И будто ничего не было: Надежда по-прежнему возлежала на софе, ковер, куда только что падали гады и прочая гнусь, был чист, а Озулия откровенно любовалась своим гарнитуром из циркониевых браслетов. Вот только бледна была Надежда чересчур, и руки у нее тряслись, что, как злорадно отметил Викентий, тоже не было признаком ее всемогущества. Проучила всемогущую Надежду африканская колдунья. Поставила на место.
— Так, хватит, — еще раз хлопнула в ладоши Озулия. — Мы тут собрались не для развлечений. И человек этот, — кивок в сторону Викентия, — нам для важного дела нужен.
— Знаю, — хмуро ответила Надежда.
И от ее хмурости и какой-то безжизненности в голосе пропало у Викентия все веселое настроение. Словно сон-кошмар решил продлиться независимо от его, Викентия, воли. Он посмотрел на Элпфис, словно ища поддержки: ведь самый страшный кошмар легче переносится, если ты в нем не один. Но Элпфис затихла, обморочно обмякнув в кресле, голову опустила, волосы закрыли лицо. Видно, ей совсем стало худо, особенно если учесть, какая связь скрепила ее с Надеждой. А мадам Абрикосову пять минут назад так выворачивало! Вот ее ипостась и потеряла сознание окончательно.

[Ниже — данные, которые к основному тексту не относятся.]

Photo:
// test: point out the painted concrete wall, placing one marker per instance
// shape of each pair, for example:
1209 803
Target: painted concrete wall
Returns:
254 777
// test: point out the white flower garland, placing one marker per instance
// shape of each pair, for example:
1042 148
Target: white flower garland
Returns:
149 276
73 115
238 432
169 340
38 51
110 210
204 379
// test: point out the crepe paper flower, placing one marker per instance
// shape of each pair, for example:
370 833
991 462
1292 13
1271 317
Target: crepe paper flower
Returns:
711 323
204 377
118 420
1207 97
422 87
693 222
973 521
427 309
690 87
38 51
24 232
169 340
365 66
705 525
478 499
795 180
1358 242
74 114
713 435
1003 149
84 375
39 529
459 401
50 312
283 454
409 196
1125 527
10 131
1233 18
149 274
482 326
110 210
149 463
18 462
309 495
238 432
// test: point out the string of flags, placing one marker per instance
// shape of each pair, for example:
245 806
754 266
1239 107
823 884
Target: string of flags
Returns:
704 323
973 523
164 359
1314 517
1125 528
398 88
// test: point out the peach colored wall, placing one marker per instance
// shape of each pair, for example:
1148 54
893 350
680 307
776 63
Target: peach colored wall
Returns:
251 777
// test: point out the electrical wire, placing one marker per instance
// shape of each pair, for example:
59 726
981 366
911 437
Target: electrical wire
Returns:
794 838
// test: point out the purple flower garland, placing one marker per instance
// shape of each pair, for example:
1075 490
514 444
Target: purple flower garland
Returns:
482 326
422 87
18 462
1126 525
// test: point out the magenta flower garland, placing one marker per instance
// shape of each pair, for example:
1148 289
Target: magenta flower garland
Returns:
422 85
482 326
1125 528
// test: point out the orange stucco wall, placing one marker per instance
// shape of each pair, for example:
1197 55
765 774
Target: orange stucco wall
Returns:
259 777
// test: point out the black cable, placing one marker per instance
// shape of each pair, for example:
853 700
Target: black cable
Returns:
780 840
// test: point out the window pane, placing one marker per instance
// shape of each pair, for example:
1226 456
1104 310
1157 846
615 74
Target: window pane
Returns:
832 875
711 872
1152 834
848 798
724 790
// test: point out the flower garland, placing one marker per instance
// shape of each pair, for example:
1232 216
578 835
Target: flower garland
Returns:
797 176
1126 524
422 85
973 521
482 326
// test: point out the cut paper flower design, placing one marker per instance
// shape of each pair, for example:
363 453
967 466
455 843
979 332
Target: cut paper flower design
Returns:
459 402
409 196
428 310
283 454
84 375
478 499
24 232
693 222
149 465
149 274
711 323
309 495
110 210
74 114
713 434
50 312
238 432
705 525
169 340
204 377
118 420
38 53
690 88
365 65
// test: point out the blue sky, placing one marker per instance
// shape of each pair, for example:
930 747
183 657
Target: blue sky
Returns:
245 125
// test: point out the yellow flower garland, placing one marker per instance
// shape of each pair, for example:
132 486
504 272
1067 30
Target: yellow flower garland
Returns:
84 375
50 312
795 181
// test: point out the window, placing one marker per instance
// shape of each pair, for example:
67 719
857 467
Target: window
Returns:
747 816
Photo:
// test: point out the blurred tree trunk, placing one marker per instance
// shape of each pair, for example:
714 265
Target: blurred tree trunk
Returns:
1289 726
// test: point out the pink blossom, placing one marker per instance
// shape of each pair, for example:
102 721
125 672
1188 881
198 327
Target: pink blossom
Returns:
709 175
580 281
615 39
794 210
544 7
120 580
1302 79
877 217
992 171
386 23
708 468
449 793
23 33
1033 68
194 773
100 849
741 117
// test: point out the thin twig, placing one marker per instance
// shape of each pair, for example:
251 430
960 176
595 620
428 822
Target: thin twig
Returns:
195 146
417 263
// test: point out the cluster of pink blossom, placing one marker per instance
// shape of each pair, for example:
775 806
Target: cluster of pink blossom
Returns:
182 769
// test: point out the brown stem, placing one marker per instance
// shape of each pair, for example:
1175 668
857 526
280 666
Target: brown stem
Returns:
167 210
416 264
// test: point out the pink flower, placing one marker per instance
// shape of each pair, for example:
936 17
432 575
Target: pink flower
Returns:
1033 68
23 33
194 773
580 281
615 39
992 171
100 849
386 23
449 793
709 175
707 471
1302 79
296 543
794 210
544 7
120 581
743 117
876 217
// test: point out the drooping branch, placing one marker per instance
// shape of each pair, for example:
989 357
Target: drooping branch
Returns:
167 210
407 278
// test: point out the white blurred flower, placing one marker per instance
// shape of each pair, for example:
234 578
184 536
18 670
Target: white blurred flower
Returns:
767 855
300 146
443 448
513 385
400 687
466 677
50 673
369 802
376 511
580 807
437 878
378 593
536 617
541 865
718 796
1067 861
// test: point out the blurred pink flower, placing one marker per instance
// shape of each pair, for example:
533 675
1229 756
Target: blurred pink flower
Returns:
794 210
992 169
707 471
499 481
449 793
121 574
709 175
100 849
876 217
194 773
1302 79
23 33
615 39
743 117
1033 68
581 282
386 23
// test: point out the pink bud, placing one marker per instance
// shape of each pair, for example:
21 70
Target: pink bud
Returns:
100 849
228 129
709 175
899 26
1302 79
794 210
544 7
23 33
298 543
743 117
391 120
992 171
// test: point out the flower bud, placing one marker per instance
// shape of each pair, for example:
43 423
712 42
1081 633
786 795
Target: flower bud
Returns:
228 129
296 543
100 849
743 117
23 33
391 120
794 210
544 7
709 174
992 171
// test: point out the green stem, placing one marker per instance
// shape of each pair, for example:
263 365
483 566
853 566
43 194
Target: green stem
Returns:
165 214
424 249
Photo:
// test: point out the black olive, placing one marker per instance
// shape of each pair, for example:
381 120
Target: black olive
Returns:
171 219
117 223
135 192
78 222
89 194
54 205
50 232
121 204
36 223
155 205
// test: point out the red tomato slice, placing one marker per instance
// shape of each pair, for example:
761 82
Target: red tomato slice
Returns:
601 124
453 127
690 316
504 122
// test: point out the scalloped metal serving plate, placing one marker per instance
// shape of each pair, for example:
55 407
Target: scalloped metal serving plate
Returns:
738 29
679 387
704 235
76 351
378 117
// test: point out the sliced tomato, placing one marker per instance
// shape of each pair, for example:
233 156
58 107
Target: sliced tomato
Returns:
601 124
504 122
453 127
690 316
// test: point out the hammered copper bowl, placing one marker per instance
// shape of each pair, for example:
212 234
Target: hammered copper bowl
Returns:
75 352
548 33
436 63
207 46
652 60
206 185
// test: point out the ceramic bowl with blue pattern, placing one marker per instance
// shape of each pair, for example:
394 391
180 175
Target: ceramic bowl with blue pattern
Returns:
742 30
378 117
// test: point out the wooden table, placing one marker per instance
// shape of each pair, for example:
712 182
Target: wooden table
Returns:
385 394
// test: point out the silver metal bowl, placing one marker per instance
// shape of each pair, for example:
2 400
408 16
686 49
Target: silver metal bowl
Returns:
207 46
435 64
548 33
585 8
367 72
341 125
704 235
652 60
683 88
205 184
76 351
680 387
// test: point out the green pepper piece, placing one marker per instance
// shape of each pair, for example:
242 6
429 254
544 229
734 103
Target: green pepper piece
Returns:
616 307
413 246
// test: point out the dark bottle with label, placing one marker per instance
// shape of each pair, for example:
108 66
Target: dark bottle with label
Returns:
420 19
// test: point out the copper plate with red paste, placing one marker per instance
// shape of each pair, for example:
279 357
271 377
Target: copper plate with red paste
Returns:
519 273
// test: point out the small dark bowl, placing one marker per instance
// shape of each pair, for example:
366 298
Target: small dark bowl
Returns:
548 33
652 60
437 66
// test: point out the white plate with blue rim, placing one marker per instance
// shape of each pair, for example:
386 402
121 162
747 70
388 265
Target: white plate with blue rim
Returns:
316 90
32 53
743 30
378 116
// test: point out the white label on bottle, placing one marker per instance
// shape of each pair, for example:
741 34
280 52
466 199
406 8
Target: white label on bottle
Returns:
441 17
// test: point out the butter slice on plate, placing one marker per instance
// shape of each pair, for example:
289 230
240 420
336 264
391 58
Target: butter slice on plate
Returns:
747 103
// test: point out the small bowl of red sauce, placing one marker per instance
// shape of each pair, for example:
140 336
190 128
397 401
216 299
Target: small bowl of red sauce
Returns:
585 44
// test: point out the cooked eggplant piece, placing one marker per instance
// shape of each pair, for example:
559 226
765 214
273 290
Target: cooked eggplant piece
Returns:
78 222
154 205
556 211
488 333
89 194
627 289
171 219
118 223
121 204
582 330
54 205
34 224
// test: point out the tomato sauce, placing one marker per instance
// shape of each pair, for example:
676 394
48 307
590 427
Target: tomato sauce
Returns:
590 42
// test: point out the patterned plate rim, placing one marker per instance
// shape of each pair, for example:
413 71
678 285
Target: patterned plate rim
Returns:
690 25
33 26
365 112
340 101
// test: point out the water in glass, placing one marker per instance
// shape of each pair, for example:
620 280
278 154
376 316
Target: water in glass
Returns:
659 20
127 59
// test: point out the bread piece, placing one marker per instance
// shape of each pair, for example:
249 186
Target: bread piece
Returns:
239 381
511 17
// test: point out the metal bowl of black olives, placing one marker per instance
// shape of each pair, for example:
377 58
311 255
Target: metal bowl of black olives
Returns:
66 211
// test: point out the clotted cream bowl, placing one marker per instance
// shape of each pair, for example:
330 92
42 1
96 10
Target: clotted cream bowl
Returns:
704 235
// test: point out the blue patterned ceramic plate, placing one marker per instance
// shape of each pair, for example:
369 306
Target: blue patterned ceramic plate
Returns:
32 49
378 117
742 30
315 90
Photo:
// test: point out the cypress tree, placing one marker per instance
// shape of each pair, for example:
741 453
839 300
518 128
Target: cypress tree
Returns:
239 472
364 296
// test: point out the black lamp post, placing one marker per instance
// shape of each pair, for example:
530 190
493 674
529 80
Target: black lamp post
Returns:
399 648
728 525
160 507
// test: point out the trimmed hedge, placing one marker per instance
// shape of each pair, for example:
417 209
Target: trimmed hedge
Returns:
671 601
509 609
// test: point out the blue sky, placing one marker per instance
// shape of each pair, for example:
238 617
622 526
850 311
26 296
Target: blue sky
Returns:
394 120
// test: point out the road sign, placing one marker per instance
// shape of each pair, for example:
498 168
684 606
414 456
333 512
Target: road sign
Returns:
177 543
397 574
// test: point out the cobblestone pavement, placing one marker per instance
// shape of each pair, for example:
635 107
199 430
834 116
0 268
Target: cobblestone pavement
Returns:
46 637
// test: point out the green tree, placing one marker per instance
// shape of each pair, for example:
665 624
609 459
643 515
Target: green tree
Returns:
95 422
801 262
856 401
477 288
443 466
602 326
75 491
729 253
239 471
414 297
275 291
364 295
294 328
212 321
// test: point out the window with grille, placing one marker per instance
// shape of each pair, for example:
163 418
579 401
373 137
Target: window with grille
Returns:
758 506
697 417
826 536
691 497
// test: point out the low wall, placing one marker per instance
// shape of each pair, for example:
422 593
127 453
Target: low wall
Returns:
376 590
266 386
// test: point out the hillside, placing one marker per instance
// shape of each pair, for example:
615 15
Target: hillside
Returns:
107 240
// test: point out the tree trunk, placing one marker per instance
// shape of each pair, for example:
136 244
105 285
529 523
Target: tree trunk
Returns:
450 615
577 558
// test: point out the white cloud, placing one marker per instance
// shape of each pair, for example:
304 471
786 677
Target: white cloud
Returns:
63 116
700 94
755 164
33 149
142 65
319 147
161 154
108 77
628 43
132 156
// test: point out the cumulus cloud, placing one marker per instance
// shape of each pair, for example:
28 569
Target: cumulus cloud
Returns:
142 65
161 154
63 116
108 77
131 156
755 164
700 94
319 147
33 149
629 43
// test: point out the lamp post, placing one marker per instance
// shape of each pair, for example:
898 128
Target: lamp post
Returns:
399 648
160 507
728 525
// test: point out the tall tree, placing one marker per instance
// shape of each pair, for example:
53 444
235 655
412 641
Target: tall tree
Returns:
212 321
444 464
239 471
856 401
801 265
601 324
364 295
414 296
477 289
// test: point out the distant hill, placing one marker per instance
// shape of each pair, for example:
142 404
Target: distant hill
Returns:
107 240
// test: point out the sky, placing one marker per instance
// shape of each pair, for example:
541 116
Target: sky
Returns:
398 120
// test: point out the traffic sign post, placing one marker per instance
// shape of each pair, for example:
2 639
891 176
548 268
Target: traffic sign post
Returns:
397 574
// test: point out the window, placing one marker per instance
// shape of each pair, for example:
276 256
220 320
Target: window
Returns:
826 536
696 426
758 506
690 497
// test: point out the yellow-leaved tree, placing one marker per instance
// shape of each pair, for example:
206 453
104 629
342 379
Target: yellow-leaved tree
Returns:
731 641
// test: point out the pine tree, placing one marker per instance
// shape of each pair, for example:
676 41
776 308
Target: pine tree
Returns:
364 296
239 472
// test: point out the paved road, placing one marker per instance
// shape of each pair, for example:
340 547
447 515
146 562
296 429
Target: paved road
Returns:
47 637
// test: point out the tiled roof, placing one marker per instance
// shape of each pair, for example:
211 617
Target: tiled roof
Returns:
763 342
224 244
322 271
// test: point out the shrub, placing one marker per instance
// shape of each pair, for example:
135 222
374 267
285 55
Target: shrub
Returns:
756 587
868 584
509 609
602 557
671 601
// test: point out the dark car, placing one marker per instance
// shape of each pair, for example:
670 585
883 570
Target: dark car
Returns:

Однако Викентий не хотел в это верить и позвал тихо:
— Элпфис! Очнитесь!
Элпфис его не услышала. Зато Надежда, принявшая, на софе строгое сидячее положение (ноги сдвинуты, руки на коленях — пансион благородных девиц, не иначе!), произнесла холодно:
— Оставьте вы ее, господин Вересаев. Вряд ли она вас сможет услышать. Хоть когда-нибудь. Она уже распадается.
— Что?!
— В ней давно нет жизненных сил, я их использовала. Она накачивалась наркотиками, психостимуляторами, чтобы вести какое-то подобие жизни и бороться со мной, но… Сколько веревочке ни виться… — Надежда позволила себе легкую улыбку.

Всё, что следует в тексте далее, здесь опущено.